- The paper introduces vision transformer-based models employing spatiotemporal attention to detect distracted and drowsy driving.
- It utilizes the Video Swin Transformer and benchmark datasets (NTHU-DDD, DMD) to evaluate performance, achieving 97.5% accuracy in distraction detection.
- The study highlights overfitting challenges in drowsiness detection while emphasizing the potential of transformer models for enhancing automotive safety.
Introduction
The application of computer vision techniques in the automotive industry, specifically for detecting distracted and drowsy driving, is explored through the deployment of vision transformers. In response to the increasing rate of traffic accidents involving distracted or drowsy drivers—comprising 45% of car crashes—this study proposes the utilization of vision transformers as a low-cost, accurate, and minimally invasive detection mechanism. Previous methods employing EEGs, alcohol monitors, and lane detection systems are critiqued for being costly and impractical for comprehensive detection across various unfit driving categories. Vision transformers, as introduced in recent literature, hold significant promise for addressing these challenges by leveraging sophisticated attention mechanisms and adaptable processing architectures.
Figure 1: Difference in processing methods for convolutional neural networks and transformers. CNNs extract edges while the transformer extracts the most important spatial information from the input data.
Methodology
The study investigates two distinct scenarios using video-based classification models: drowsiness detection and distraction recognition. Utilizing the Video Swin Transformer architecture, known for its advanced handling of spatiotemporal data through shifted windows and tubelet embeddings, the research employs datasets NTHU-DDD and DMD for model training and evaluation.
Drowsy Driving Detection
For detecting drowsiness, the Video Swin Transformer processes video sequences from the National Tsing Hua University Drowsy Driving Dataset (NTHU-DDD). The data undergoes preprocessing stages including dimensionality reduction via CNN-based feature maps and encoding through transformer layers to capture per-pixel details. The model is trained over 10 epochs on a Tesla K80 GPU, striving for an optimal balance between computational efficiency and prediction accuracy.

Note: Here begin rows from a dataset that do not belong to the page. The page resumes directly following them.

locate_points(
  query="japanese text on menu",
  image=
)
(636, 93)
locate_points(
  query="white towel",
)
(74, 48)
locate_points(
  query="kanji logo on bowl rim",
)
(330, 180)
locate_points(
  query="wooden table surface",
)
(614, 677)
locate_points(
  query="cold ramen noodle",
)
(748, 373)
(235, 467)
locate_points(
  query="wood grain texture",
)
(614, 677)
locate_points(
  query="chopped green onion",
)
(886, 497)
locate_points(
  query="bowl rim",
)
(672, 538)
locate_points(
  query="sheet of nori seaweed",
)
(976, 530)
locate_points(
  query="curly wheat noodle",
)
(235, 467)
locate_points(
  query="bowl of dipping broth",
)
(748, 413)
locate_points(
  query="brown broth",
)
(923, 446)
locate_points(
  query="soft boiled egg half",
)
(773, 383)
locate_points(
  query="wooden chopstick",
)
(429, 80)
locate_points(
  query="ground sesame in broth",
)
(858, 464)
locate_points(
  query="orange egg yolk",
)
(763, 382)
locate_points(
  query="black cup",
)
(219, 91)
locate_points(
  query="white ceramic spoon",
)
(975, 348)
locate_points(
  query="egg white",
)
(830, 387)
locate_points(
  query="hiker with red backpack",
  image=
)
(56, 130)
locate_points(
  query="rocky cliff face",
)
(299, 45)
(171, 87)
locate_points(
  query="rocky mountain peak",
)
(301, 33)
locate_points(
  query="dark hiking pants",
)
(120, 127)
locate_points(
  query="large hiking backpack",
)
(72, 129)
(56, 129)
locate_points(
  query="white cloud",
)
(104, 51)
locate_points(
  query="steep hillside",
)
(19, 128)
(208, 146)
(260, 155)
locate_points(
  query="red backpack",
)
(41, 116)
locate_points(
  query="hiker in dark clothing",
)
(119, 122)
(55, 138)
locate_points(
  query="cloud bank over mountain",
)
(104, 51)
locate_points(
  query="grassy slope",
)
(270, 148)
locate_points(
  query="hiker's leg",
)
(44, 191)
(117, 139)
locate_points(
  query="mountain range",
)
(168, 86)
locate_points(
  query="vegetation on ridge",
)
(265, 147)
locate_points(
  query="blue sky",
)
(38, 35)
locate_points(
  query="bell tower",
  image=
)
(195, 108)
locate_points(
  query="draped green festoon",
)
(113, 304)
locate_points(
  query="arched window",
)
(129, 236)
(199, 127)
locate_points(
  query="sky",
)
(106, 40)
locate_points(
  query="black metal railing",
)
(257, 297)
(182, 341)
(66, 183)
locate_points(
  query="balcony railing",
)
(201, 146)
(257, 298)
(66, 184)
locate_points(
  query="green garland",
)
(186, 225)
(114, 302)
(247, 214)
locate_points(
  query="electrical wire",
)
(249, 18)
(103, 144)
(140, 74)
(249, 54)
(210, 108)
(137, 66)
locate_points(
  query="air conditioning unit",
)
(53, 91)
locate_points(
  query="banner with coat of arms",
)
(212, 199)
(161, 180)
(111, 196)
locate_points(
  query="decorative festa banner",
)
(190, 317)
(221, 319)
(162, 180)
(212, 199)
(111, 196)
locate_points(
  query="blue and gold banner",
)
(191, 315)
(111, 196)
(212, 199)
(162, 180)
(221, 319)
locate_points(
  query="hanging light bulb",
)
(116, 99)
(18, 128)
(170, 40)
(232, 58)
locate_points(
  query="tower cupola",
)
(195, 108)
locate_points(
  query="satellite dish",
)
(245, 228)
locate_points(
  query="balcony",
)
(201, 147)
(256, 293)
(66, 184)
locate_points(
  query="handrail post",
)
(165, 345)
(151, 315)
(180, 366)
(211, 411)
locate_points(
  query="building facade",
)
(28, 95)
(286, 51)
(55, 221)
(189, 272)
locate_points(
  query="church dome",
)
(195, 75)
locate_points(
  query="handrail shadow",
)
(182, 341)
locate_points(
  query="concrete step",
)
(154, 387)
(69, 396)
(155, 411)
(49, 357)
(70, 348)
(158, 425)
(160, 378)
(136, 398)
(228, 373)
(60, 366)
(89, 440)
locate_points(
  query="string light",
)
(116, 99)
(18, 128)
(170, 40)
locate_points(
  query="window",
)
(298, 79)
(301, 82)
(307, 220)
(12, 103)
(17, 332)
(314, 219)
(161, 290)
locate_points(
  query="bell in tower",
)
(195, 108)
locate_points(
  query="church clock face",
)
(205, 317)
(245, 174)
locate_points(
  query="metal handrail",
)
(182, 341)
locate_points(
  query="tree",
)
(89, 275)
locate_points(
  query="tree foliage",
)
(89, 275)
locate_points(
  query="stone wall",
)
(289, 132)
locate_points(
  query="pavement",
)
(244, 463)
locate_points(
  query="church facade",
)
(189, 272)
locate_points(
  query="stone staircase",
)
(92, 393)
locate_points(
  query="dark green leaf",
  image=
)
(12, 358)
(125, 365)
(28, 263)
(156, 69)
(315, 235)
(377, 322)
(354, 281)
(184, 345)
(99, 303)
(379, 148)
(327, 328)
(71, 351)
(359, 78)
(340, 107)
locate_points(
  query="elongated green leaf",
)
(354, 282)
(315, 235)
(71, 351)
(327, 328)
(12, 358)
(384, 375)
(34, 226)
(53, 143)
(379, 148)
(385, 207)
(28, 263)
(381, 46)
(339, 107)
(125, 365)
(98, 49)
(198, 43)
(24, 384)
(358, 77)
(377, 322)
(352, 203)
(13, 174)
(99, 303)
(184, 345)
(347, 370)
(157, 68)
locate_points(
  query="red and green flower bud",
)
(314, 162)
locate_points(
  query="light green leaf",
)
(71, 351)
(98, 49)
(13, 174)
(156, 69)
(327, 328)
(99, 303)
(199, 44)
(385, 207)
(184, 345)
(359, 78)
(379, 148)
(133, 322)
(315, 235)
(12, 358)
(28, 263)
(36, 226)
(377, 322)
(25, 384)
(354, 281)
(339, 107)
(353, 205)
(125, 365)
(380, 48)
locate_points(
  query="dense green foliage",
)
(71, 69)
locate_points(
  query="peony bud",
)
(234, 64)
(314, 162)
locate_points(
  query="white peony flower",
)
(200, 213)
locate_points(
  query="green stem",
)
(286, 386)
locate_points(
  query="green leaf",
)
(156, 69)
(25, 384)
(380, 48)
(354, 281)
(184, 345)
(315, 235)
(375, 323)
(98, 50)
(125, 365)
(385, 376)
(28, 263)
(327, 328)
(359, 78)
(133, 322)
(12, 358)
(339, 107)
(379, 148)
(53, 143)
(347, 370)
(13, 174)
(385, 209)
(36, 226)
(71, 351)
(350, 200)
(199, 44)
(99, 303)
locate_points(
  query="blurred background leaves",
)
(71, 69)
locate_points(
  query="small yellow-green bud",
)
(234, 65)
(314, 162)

Figure 2: Illustration of the vision transformer architecture adapted from \cite{Dosovitskiy2021}, inferencing on spatiotemporal data to output a prediction of drowsy/alert.

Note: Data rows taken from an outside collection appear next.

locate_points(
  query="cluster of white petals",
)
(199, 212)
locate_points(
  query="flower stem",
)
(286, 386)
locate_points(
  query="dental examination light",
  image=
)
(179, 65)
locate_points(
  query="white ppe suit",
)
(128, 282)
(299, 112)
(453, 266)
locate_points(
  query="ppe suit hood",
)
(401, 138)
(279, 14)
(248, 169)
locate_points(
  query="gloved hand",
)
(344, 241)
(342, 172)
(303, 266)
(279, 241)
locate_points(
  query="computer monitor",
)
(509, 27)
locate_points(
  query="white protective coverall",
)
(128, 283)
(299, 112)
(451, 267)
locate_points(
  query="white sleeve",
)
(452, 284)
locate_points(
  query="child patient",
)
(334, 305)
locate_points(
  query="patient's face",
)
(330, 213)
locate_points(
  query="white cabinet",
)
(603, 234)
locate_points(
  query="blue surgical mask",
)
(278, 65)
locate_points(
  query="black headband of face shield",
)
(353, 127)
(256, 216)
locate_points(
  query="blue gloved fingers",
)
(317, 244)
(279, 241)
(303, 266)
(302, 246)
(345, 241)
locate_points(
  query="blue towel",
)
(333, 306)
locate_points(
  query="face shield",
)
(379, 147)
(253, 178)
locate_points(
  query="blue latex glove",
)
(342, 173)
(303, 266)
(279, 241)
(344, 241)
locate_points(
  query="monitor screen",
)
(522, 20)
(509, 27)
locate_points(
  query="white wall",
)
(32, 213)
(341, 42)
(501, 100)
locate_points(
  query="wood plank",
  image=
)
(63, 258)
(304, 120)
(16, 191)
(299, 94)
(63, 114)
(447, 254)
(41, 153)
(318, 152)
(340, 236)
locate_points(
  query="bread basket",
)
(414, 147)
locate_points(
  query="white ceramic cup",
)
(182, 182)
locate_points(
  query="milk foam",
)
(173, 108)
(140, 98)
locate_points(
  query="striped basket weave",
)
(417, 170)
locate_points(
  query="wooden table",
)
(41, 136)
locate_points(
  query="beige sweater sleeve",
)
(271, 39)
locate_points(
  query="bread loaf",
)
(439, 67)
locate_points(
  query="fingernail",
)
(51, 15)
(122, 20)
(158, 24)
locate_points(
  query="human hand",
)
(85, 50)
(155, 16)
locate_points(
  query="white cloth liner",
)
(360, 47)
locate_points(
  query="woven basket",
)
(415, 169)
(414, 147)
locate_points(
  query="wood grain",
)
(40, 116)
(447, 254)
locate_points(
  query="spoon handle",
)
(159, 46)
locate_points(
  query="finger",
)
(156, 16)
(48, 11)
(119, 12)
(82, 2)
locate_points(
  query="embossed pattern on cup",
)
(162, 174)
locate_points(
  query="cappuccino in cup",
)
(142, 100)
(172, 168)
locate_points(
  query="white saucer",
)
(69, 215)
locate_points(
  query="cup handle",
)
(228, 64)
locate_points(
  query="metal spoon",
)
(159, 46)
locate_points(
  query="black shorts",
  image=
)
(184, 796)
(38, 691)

Distracted Driving Detection
In the distraction recognition scenario, the Driver Monitoring Dataset (DMD) serves as the benchmark, embodying nine classes related to driver distractions. The Video Swin Transformer utilizes a comprehensive patch extraction method, forming embeddings through overlapping spatial-temporal windows. This setup considers higher GFLOPs, accommodating the architecture's complexity and higher data fidelity requirements. Model training on a Tesla T4 GPU underscores the computational demands while delivering superior accuracy.
Results
The experiments reveal distinct outcomes for the two scenarios tested. The drowsy driving transformer struggled to surpass existing CNN approaches on NTHU-DDD, achieving only 44% accuracy—indicative of overfitting and insufficient data representation (exemplified by high loss values).
Figure 3: Training accuracy of the vision transformer on NTHU-DDD compared to the previous state-of-the-art with a CNN-based architecture.
Figure 4: Training and validation cross-entropy loss over 10 epochs for detecting drowsy driving on NTHU-DDD with Video Swin Transformer.
Conversely, for distracted driving detection on DMD, the Video Swin Transformer achieved a notable 97.5% accuracy, a marginal yet significant improvement over the prior state-of-the-art results, confirming the model's adequacy for distraction-related categorizations.
Figure 5: Training accuracy of the Video Swin Transformer on DMD compared to the previous state-of-the-art \cite{canas_dmd}.
Conclusion
This study presents an initial exploration into deploying vision transformers for detecting various forms of unfit driving, with promising outcomes particularly for distraction recognition. The capability of vision transformers to outperform traditional CNN methods in certain contexts underscores their potential in automotive safety systems. Nonetheless, challenges remain in extending such success across all categories of unfit driving, particularly for drowsiness detection. Future work should focus on enriching datasets, incorporating newer transformer variants like TokenLearner, and integrating models into scalable real-world solutions, including mobile device deployments. As automation and driver monitoring systems advance, these techniques may substantially impact automotive safety measures and legal requirements mandating driver monitoring systems.